Para Dias, sua antiga legenda “está no campo dos partidos rejeitados, que a população indica que não pretende votar” e “sofrerá as consequências de suas últimas atitudes, especialmente quando aderiu ao PMDB no impeachment [de Dilma Rousseff], em vez de requerer o impeachment completo”.

Alianças

O Podemos, a que Alvaro Dias se filiou em 1º de julho deste ano, é o sétimo partido do senador. “Minha tese é de que não temos partidos no Brasil. Por isso, quando me indagam por que mudei de partido, digo que nunca mudei de partido”, ele explica.

LEIA MAIS: Alvaro Dias tenta aproveitar a onda do partido-movimento

Ainda não vislumbra alianças com outras legendas em sua campanha “irreversível” para disputar a Presidência.

“As alianças foram a causa dessa desgraça administrativa que se implantou no Brasil. Quero ficar distante desse conluio partidário promíscuo”, afirmou. As associações, no entanto, serão possíveis para viabilizar candidaturas regionais, como a do senador e ex-jogador de futebol Romário Faria ao governo do Rio.
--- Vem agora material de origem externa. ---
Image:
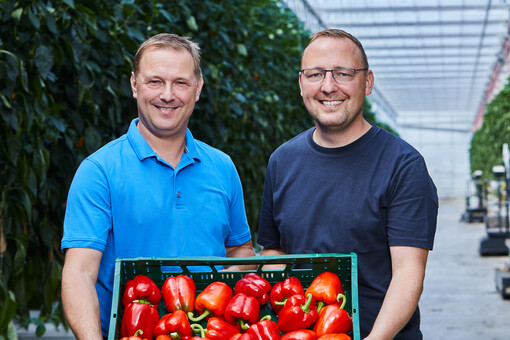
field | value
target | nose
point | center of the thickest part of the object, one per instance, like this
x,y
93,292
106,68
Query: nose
x,y
328,84
167,93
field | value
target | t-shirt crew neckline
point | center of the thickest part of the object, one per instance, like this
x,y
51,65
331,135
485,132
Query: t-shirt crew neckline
x,y
341,149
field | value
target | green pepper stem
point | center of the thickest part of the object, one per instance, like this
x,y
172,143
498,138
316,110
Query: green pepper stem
x,y
198,328
306,306
200,317
280,303
320,304
143,301
244,325
343,297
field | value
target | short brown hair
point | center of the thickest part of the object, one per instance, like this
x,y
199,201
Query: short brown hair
x,y
339,34
171,41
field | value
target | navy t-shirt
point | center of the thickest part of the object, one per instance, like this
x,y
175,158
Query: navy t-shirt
x,y
363,197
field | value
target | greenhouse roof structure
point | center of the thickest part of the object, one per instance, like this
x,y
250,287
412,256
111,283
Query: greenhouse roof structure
x,y
436,63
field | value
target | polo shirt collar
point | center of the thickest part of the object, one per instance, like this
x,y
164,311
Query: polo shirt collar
x,y
143,150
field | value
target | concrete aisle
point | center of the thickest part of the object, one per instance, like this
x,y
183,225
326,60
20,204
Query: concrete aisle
x,y
460,300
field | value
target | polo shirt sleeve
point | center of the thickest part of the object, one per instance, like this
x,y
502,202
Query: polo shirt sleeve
x,y
88,217
412,212
239,228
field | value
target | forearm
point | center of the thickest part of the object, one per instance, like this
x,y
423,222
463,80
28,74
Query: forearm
x,y
81,306
401,299
399,305
80,301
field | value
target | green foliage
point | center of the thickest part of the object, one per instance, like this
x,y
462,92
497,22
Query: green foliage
x,y
487,142
64,92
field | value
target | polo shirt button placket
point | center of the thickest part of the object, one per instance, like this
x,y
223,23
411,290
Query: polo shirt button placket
x,y
179,200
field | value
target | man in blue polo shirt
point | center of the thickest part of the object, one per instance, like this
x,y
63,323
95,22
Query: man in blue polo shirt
x,y
155,191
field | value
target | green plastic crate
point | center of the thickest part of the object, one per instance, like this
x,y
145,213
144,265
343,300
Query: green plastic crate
x,y
204,270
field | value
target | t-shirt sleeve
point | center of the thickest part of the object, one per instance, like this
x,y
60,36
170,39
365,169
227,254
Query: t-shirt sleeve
x,y
239,228
268,234
412,212
88,217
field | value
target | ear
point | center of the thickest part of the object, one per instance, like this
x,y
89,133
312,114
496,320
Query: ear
x,y
300,86
133,84
199,88
369,82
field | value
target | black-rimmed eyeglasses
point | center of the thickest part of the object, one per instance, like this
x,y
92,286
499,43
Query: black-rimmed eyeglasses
x,y
340,74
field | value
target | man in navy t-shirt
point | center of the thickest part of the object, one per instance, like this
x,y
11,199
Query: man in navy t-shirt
x,y
349,186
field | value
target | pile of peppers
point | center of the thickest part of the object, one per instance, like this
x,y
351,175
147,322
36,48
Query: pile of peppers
x,y
219,312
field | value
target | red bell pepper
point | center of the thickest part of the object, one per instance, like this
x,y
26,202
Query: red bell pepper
x,y
218,329
333,319
139,316
300,334
254,285
299,312
243,310
326,289
283,290
135,336
141,288
264,330
244,336
340,336
212,301
175,325
179,293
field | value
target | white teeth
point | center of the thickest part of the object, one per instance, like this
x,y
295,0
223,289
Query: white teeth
x,y
334,102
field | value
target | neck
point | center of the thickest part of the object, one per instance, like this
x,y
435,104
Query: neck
x,y
170,148
334,138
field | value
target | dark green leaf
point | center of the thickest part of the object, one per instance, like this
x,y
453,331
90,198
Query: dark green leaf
x,y
44,60
32,17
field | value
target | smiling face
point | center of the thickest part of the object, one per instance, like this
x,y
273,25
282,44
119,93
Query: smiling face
x,y
166,89
336,108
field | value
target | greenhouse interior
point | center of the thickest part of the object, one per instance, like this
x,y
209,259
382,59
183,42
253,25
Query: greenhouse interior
x,y
441,73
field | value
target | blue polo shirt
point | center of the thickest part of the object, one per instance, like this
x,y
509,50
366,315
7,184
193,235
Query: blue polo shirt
x,y
126,201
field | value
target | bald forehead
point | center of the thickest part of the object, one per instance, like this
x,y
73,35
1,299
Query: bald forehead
x,y
333,43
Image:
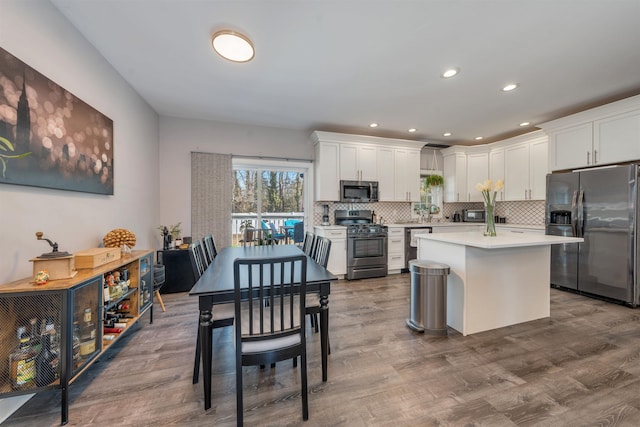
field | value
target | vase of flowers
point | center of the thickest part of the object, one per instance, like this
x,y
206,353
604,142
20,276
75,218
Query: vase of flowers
x,y
489,190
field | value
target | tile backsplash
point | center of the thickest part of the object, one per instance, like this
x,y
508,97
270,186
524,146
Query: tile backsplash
x,y
522,212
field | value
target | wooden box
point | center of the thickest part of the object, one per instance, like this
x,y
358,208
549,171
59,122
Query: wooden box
x,y
95,257
58,268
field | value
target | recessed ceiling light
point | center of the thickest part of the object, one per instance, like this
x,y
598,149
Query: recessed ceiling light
x,y
450,72
232,46
510,87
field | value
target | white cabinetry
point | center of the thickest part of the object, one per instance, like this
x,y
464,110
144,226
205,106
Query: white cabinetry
x,y
455,176
496,168
358,162
604,135
338,254
477,171
394,163
526,170
386,175
327,182
395,249
407,175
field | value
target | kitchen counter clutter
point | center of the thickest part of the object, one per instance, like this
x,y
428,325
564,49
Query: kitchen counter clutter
x,y
494,281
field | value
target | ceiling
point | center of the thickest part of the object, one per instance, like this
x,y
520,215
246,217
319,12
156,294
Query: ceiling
x,y
338,65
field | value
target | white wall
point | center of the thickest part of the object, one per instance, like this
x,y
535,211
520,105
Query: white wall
x,y
36,33
179,137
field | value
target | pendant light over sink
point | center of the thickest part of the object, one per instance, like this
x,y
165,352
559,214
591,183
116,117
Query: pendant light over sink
x,y
233,46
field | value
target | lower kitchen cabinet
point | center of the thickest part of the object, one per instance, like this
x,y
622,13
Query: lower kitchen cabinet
x,y
338,255
395,249
51,333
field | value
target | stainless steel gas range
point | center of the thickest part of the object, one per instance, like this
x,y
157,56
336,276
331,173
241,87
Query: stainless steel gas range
x,y
366,244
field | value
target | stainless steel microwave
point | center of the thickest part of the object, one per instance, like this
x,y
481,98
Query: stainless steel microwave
x,y
358,191
473,215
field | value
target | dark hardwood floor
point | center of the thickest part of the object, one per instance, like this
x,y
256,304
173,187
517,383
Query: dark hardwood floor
x,y
578,368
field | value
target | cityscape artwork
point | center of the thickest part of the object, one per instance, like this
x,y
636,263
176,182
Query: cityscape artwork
x,y
49,137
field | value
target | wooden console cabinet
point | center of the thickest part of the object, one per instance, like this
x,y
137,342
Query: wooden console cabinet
x,y
67,305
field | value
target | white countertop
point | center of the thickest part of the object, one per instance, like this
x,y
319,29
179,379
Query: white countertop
x,y
506,240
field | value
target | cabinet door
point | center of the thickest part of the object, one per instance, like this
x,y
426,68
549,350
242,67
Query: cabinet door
x,y
358,163
617,138
348,162
386,175
455,177
496,168
477,171
516,181
538,161
327,182
571,148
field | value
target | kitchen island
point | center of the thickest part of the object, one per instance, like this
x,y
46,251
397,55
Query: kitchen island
x,y
494,281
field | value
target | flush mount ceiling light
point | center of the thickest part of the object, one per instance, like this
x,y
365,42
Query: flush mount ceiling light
x,y
232,46
450,73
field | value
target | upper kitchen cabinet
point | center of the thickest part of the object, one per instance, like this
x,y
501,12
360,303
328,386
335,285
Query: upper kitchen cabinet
x,y
407,175
496,169
358,162
394,163
526,167
600,136
455,174
327,172
477,171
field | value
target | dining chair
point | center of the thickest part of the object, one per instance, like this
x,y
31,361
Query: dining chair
x,y
321,256
308,243
222,314
265,335
298,233
209,246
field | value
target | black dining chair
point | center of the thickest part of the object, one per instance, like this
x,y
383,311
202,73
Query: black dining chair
x,y
309,243
209,246
265,335
320,256
222,314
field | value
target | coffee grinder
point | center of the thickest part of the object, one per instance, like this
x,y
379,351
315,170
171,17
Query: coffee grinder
x,y
325,215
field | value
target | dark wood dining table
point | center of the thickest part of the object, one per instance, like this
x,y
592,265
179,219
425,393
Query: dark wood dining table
x,y
215,286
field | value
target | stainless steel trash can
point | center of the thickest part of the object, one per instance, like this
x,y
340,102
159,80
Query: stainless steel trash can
x,y
428,302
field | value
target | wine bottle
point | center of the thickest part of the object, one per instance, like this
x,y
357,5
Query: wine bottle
x,y
46,363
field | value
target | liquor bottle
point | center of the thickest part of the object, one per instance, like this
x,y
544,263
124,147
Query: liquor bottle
x,y
35,336
87,335
46,363
22,361
76,345
106,295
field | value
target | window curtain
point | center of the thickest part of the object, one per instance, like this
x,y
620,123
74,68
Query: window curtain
x,y
211,197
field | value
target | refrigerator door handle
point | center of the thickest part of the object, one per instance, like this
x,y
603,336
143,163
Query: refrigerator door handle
x,y
574,214
580,225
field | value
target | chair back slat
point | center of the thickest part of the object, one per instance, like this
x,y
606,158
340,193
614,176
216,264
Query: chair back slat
x,y
197,259
322,250
209,246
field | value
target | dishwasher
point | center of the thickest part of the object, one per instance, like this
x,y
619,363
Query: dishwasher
x,y
411,244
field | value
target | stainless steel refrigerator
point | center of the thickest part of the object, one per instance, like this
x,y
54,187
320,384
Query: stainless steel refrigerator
x,y
600,205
Ideologicamente, diz rejeitar se classificar como político de esquerda ou de direita. Ou mesmo de centro: “Prefiro apresentar as credenciais e deixar que as pessoas me rotulem”. “Procuro valorizar ideias que são consideradas patrimônio da direita e ideias que são consideradas patrimônio da esquerda. Não entendo como elas não podem ser patrimônio de quem quer que seja”, ele comenta.

No campo que ele atribui à direita, defende um Estado mais enxuto, com um programa de privatizações que exclui empresas “estratégicas que dizem respeito à soberania nacional”, como a Petrobras e a Eletrobras. À esquerda, defende programas sociais de transferência de renda.